To give you an idea of what this process looks like and to provide you with ethnographic grounding for the conceptual pathways that will follow, I want to present you with a rather lengthy note from my fieldwork at Danish sperm banks describing a meeting between a donor coordinator and a sperm donor candidate. These meetings take place before men are accepted as sperm donors and represent formal interviews during which men have to answer questions in regard to their medical and genetic history, and during which staff tests men’s commitment to being a sperm donor. What is of importance here are the ways in which the biosocial self is called into being during these interviews—a careful and continuous invocation of the subject in terms of biomedical registers and biopolitical valuations:
Stine, the donor coordinator, sits at the table across from Jonas, a donor-candidate in his early twenties. Jonas had been called in for an interview because his initial semen sample had passed the required threshold for semen quality. As with all other donor applicants, his ejaculate needed to have a sperm count of at least 200 million sperm cells per milliliter, since it is not very likely that enough sperm cells will survive the freezing process at a sperm count lower than that, as I have been repeatedly told by laboratory staff. While these technical details are not necessarily part of conversations between staff and donor-candidates, the awareness that only a few men’s semen samples make the grade certainly is.
Stine tells Jonas that his first semen sample had turned out to be of good quality; a piece of information that Jonas accepts with visible appreciation saying: “That is great!” Stine starts the question and answer section of the interview with an inquiry about Jonas’ educational background. Jonas tells her that he is currently working as a volunteer in a social work project after having finished his so-called studentereksamen, a formal secondary school degree giving access to university education, and that he has applied for a business administration program at a local university. Going through the questionnaire, which Jonas had filled out before the interview, item by item, Stine moves on to Jonas’ eye color. Jonas leans in over the table and Stine checks the color of his eyes. “You have green eyes! That is very rare,” she exclaims.
Moving further in the questionnaire, Stine then asks about sexually transmitted diseases: “You state here that you have had chlamydia. Is that correct?” “Yes,” says Jonas, explaining that that had been the result of teenage carefreeness. Not probing his explanation any further, Stine moves on to Jonas’ visits to foreign countries. As certain destinations are categorized as having higher rates of infectious diseases, especially sexually transmittable ones, men who travel frequently to these destinations are thought to be at risk of exposure and thus make rather unreliable candidates. “I have been in Greenland and in New Zealand,” says Jonas, locations which do not spark a reaction from Stine.
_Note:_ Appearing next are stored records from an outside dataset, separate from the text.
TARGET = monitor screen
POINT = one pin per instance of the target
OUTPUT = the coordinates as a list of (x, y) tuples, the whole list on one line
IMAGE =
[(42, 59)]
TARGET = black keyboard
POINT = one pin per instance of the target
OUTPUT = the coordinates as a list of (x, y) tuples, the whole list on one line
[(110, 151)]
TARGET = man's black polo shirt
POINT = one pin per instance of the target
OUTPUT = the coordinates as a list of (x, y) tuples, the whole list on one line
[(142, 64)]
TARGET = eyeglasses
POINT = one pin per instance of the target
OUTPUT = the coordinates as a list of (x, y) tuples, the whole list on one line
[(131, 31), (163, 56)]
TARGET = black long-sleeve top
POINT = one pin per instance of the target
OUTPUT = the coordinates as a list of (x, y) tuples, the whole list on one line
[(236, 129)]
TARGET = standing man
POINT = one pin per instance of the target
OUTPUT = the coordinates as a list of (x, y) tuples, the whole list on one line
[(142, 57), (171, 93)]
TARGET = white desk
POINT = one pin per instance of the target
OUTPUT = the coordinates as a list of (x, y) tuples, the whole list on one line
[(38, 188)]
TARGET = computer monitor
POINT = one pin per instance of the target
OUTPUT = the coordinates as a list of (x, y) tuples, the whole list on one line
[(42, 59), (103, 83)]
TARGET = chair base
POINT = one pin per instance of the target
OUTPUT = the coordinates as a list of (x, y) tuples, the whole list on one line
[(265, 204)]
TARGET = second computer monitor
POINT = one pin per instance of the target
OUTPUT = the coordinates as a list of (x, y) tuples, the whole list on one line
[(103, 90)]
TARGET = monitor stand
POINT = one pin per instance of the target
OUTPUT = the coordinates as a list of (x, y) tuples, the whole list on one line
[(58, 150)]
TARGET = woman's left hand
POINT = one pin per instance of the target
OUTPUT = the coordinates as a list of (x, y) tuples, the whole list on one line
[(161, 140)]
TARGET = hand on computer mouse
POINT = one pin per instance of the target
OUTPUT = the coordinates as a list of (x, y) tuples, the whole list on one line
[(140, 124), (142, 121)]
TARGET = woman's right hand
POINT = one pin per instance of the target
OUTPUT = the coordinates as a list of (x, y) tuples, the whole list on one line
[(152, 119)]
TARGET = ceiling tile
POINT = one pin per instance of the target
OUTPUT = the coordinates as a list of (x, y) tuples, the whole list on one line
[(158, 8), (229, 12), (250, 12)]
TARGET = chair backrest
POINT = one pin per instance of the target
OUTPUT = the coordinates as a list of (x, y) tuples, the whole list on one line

She then wants to know whether Jonas wants to be an anonymous or non-anonymous donor. “Originally, I had thought about being anonymous but now I think I want to be an open donor,” Jonas explains. Stine then provides more details about the open donor program, pointing out that the children conceived with his semen would be able to contact him when they are eighteen years of age, a situation which could potentially be uncomfortable, she adds. “What does that contact look like,” asks Jonas now seemingly less sure about his decision than just a moment ago. Stine answers with an explanation that I have heard her giving also to other donor applicants in similar situations: “Well, what the contact looks like really depends on how the children and the individual donor handle the situation.” In a more reassuring tone, she then adds: “But the contact would be arranged through us,” to which Jonas obviously relieved replies: “Oh, okay, it is just one contact.”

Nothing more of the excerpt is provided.